In 1978, a few years after Franco’s death, Catalans voted to remain with Spain, but under an autonomous arrangement. Another referendum in 2006 extended Catalonia’s legal autonomy and recognised Catalonia as a “nation”. This was overturned in 2010 by Spain’s constitutional court, just as the global financial crisis crashed into the Spanish economy.
The overturning of the 2010 extension of autonomy prompted a referendum in 2014 in which 92% of Catalans voted for the province to become a state and 80% voted for independence. This referendum, then, became the basis for yesterday’s vote on independence, in which around 90% voted for independence, if from a low turn-out of around 40%.
As in the past, many residents of Catalonia opposed to independence did not vote.
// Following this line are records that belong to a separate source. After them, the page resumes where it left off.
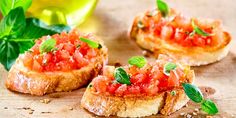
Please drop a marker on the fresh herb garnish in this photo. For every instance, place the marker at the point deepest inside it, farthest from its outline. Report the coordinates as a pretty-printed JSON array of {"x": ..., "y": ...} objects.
[
  {"x": 209, "y": 107},
  {"x": 173, "y": 92},
  {"x": 138, "y": 61},
  {"x": 195, "y": 95},
  {"x": 121, "y": 76},
  {"x": 197, "y": 30},
  {"x": 168, "y": 67},
  {"x": 91, "y": 43},
  {"x": 47, "y": 46},
  {"x": 17, "y": 33},
  {"x": 162, "y": 7},
  {"x": 7, "y": 5}
]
These include those who have emigrated from other parts of Spain for work in the industrial powerhouse and tourism hub, but also local Catalans who believe that Catalonia should retain its identity within, rather than outside, Spain.
In any case, with national police raiding and closing dozens of voting booths yesterday, it is clear that the vote will not be recognised by the conservative People’s Party government in Madrid.
The question now is whether a Catalan regional government, elected to pursue independence, can arrive at a compromise with the central government, and whether the constitutional court will recognise any new arrangement. To do so might calm Catalonian demands for fiscal and legal autonomy. To again reject Catalans’ calls for greater autonomy will only again further prompt calls for the territory’s complete independence.
*Damien Kingsbury is Deakin University’s professor of international politics.